Loading the Linear Model
# Load the function for parsing the Modelica linearized model
include("../ModelicaModels/extractssMatrix.jl")
# Define path to the linearized model
model_path = joinpath(@__DIR__, "../ModelicaModels/RLC_linearized.mo")
# Extract A, B, C, D matrices
A, B, C, D = extract_matrices(model_path)
([0.0 100.0; -10.0 -0.09999999999999999], [0.0; -10.0;;], [0.0 1.0], [0.0;;
])
Build de state-space model
sys = ss(A, B, C, D)
ControlSystemsBase.StateSpace{ControlSystemsBase.Continuous, Float64}
A =
0.0 100.0
-10.0 -0.09999999999999999
B =
0.0
-10.0
C =
0.0 1.0
D =
0.0
Continuous-time state-space model
Eigenvalue Analysis
We compute the eigenvalues of the system to analyze its stability. The eigenvalues of the system will allow us to determine the resonance frequency and damping ratio.
using ControlSystems
using Plots
# Compute eigenvalues
p = poles(sys)
2-element Vector{ComplexF64}:
-0.049999999999999996 + 31.622737073188336im
-0.049999999999999996 - 31.622737073188336im
# Plot real and imaginary parts
pzmap(sys)
We can observe that the eigenvalues are complex conjugates, indicating that the system exhibits oscillatory behavior. As a reminder, the resonance (or natural) frequency \(\omega_n\) is the frequency at which the system’s impedance is minimal, that is, when the inductive and capacitive reactances cancel each other out.

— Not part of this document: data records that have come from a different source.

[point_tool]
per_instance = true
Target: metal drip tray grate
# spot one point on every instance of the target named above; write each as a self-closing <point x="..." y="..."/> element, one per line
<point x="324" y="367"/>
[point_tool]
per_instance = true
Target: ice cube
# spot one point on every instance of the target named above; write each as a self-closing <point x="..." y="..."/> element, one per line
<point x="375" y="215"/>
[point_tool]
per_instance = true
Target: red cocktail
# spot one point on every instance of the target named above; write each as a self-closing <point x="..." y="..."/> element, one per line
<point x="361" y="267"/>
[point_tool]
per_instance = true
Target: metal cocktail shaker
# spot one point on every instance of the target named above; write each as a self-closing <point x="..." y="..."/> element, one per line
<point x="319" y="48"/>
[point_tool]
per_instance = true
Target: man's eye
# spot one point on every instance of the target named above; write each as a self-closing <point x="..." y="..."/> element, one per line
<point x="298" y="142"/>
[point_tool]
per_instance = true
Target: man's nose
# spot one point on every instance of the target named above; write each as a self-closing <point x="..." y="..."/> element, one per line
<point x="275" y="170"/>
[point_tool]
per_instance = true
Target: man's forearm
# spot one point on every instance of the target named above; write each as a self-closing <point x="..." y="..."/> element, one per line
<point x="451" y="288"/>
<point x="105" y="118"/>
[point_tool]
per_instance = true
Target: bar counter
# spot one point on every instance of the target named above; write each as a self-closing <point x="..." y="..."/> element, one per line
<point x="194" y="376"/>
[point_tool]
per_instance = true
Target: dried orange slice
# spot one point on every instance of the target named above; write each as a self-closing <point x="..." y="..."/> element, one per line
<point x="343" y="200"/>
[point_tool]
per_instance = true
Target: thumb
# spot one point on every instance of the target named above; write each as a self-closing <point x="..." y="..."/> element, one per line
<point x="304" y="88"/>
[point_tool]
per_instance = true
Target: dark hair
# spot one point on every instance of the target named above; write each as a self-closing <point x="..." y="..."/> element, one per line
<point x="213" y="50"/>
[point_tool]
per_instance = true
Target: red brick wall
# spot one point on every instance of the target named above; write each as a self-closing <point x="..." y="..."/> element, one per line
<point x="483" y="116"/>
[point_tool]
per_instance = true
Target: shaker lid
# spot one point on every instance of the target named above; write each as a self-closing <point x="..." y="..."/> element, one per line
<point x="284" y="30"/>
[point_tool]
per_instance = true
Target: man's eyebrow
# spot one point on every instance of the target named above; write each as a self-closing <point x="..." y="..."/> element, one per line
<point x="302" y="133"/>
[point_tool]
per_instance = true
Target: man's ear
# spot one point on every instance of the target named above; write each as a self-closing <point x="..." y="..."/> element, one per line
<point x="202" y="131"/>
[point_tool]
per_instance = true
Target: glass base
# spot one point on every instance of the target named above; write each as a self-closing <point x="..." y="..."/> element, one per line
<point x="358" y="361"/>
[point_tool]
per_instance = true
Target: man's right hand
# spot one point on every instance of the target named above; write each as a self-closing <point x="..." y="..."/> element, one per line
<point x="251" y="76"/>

The real part of the eigenvalues is negative, which suggests that the system is stable, thanks to the presence of a resistor in the circuit. The imaginary part corresponds to the oscillation frequency of the system, which matches the frequency calculated from the system’s analytical equation. In this case, the resonance frequency is given by:
\(\omega_n = \frac{1}{\sqrt{LC}} =\frac{1}{\sqrt{0.1*0.01}} = 31.62\) where \(R\) is the resistance, \(L\) is the inductance, and \(C\) is the capacitance.
The damping ratio \(\zeta\) is given by: \(\zeta = \frac{R}{2\sqrt{L/C}}\). In this case, the damping ratio is \(\zeta = \frac{0.01}{2\sqrt{0.1/0.01}}\).